Well there are a number of reasons to move around:
- To be exposed to new ideas and techniques
- To be challenged by new research areas
- To show that you’re adaptable and can work with new people in a range of settings
- To demonstrate a commitment to your own career development
Of course moving between institutions is also a product of the fixed term contract, but is it always necessary? People suspect that staying in the same place is somehow lazy. I’ve heard it compared to still living with your parents in your thirties, but such generalist assumptions annoy me.
I was lucky to get into my first choice university for my undergraduate degree. I wanted to do further research related to my final year project and applied for a studentship to stay on and complete a PhD. This relied on my continued access to the original subject group, at an organisation I had volunteered for over a number of years. These are not relationships that can be built quickly, so it made absolute sense to stay where I was.
At the start of my PhD I was looking for somewhere to live and found a mortgage on a small house would cost about the same a renting a single room. It was an obvious choice and one that reinforced my roots in this area. When it came to job hunting near the end of the PhD, I focused initially on jobs within commuting distance and my eye was particularly caught by a post at my university. It was in a research institute attached to the university, which also operated as a private consultancy. This was a totally different feel from my previous department and presented many new challenges.
I entered an entirely new research area and hit the ground running. I went from studying the effects of brain injuries to the causes of road accidents. I had been doing purely qualitative research and now had to master the collection and analysis of quantitative data. Having worked entirely within psychology, I now had to brush up on my maths and physics. Within a couple of weeks I was travelling to meetings across Europe to collaborate with experts from around the globe. I’ve spent time in France, Germany, the Czech Republic, the Netherlands, Sweden and America, learning new methods, sharing ideas and working with a highly diverse range of people.
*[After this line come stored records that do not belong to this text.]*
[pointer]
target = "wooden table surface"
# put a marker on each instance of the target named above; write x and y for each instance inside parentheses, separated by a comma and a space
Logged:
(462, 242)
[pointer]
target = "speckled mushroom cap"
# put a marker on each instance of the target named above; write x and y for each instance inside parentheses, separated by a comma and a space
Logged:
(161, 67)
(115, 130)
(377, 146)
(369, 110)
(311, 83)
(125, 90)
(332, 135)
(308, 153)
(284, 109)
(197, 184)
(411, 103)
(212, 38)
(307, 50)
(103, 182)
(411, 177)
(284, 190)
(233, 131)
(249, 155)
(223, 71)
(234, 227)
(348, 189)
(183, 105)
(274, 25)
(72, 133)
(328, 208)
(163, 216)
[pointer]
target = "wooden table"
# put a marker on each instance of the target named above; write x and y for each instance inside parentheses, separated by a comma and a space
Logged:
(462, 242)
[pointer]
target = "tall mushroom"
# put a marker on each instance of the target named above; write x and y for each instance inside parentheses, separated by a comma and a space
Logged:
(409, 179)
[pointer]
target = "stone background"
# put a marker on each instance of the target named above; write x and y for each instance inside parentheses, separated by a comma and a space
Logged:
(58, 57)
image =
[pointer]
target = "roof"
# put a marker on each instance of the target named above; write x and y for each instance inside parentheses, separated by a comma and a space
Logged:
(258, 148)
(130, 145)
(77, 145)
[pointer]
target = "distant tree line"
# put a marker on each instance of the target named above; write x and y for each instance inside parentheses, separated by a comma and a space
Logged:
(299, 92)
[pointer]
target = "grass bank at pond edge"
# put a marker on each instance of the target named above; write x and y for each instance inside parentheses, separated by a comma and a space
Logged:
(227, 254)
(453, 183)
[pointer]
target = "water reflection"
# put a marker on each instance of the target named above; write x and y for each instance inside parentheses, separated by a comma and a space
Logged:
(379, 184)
So I go back to the original list of reasons to move and why would I? I’m at a good university, with excellent resources for researchers and I now have that elusive open-ended contract. I’m constantly challenged and exposed to new ways of working within a world leading multidisciplinary team. I’m not saying that I’ll never explore pastures new, but I don’t want to feel forced to move by the assumption that you have to be employed in geographically different places to be somehow worthy as a researcher. For now at least, in the immortal words of Dorothy Gale, “There’s no place like home”.